Petitioner’s final argument concerns that portion of respondent’s determination which found no specific agreement or promise by the Department about the manner in which petitioner’s SNF beds would be treated if it agreed to make the conversion requested by the Department. Petitioner presented the only witness who was directly involved in the meetings preceding the conversion, which occurred some 12 years prior to the hearing. The witness testified that he had been assured by the Department that the proposed conversion would not result in a division of the facility into separate components for *838rate-setting purposes. He conceded, however, that the alleged agreement was "not quite spelled out” and that there was no specific understanding as to exactly which rates would be used. He also admitted that he lacked an understanding of the nuances of rate setting at the time. Petitioner bore the burden of proof on the issue (see, Matter of Mayflower Nursing Home v Office of Health Sys. Mgt., 88 AD2d 192, 194, affd 59 NY2d 935), and the record provides a rational basis for respondent to reject the witness’s testimony that the Department had agreed or promised not to treat petitioner’s SNF and HRF as separate components for rate-setting purposes (see, Matter of Di Maria v Ross, 52 NY2d 771, 772).
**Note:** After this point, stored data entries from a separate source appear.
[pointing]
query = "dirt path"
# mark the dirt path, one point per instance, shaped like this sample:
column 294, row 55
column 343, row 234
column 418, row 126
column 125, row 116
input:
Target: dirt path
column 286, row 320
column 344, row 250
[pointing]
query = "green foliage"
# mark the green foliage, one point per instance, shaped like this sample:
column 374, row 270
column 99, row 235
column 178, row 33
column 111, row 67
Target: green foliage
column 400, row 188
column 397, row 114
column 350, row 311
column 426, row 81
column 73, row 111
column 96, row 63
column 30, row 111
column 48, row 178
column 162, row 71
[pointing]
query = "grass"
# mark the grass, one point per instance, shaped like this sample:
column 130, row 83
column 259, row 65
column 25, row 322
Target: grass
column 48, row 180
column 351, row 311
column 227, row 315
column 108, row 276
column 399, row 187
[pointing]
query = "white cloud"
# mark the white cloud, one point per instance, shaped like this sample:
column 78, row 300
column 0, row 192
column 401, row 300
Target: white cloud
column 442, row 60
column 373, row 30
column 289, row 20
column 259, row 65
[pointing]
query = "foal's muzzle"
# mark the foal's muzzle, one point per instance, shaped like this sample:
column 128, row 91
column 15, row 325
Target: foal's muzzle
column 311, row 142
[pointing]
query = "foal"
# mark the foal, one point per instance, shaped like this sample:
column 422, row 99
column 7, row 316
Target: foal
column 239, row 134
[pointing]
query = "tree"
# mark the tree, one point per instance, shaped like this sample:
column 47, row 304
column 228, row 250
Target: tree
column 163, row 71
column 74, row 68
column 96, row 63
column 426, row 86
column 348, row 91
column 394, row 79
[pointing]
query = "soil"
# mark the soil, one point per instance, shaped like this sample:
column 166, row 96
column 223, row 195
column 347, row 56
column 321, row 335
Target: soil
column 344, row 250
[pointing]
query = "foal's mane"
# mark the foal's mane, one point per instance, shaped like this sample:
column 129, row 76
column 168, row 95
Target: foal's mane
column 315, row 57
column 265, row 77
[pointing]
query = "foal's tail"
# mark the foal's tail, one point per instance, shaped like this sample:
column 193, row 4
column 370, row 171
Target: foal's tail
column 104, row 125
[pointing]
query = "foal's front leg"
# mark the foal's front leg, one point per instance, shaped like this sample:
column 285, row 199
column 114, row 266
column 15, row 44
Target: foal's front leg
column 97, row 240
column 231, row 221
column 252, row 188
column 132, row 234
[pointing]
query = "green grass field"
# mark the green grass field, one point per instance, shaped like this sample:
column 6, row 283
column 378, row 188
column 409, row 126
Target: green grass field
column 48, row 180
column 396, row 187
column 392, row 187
Accordingly, the determination should be confirmed and the petition dismissed.
Determination confirmed, and petition dismissed, without costs. Casey, J. P., Weiss, Levine, Mercure and Harvey, JJ., concur.
. SNF beds require a higher degree of care than HRF beds, calling for greater staffing and greater services from the facility.
. For both SNFs and HRFs the larger the size of the facility with which they are grouped the higher the rate.
. Also outside the scope of the specific issues raised in the petition are petitioner’s brief claims that the regulatory subdivision of a facility into its SNF and HRF components conflicts with the statutory definition of "nursing home” (Public Health Law §2801 [2]). Since the statutory definition is a general one while the regulation is limited to Medicaid rate-setting methodology, a matter specifically delegated to respondent (Public Health Law § 2807 [3]), the claim is meritless.